Сидим мы однажды с Анечкой вдвоем и мирно беседуем. Я рассказываю о своей прекрасной родине, вспоминаю случаи из своей жизни, своих родителей, которые теперь тоскуют на чужбине.

— Охотно верю,— говорит Анечка. — Я хорошо знаю, что такое тоска по родине.

— А разве тебе приходилось когда-нибудь жить на чужбине? — спрашиваю я.

— Да, шесть лет тому назад я больше двух месяцев провела у дядюшки в Вене, который учительствует там уж двадцать восемь лет: он много раз писал, приглашая нас приехать к нему. Мать не могла поехать и поэтому послала меня, радуясь, что я, наконец, научусь какому-нибудь ремеслу, а также овладею немного немецким языком. Но я не могла там выдержать.

— Отчего же?

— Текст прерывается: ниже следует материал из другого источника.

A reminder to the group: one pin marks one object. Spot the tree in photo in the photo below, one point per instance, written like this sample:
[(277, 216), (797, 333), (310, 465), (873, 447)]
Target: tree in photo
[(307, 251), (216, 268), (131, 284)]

Разве вам там плохо жилось?

— Вспоминая сейчас это время, я ругаю себя, что была так глупа и не осталась там, теперь я могла бы знать немного больше того, чем знаю. Но тогда я чуть не умерла. Как только я очутилась в Вене и увидела громады домов, суетящихся людей, услышала шум и грохот, мною овладела тоска, в ту минуту я бы предпочла вернуться в Домажлицы. Дядю я дома не застала, он был в школе; тетя меня встретила приветливо, подала мне руку, но я не понимала ни слова — она говорила по-немецки. Ошеломленная, я забилась в угол. Возвратясь из школы, дядюшка сердечно меня приветствовал. Хотя он и плохо говорил по-чешски, я не обратила на это внимания, лишь бы только не говорил по-немецки. Он спросил, знаю ли я немецкий. Я ответила, что нет.

— Ну, милая племянница, надо выучиться, иначе тебе плохо придется. С этого дня я буду говорить с тобой только на немецком языке, и ты незаметно научишься: тебя заставит необходимость, а она лучший учитель.

И вот наступили для меня печальные дни. Почти целый день я проводила у одной дамы, которая учила меня шить. Там были только немки, мы не понимали друг друга, и я сидела как без языка. И дома было то же! Трудно мне приходилось, и так продолжалось до тех пор, пока я не выучила самые простые разговорные слова. А сколько слез я пролила — известно лишь одному богу. Куда только дядя меня не водил: и к Шперлу в трактир, и в прекрасные сады, и в театр, но меня ничто не радовало; милее всего мне было бы очутиться дома и с подружками отправиться в костел св. Лаврентия или к Петровичам за сливками. Однажды, прогуливаясь в саду, я услышала чешские слова: «Пойдемте, друзья». В меня точно выстрелили, я бросила дядю и хотела туда побежать, но он сердито закричал по-немецки: «Глупая девочка, это неприлично!» Мне пришлось остановиться, но я долго еще смотрела вслед землякам, которые так утешили меня своими словами.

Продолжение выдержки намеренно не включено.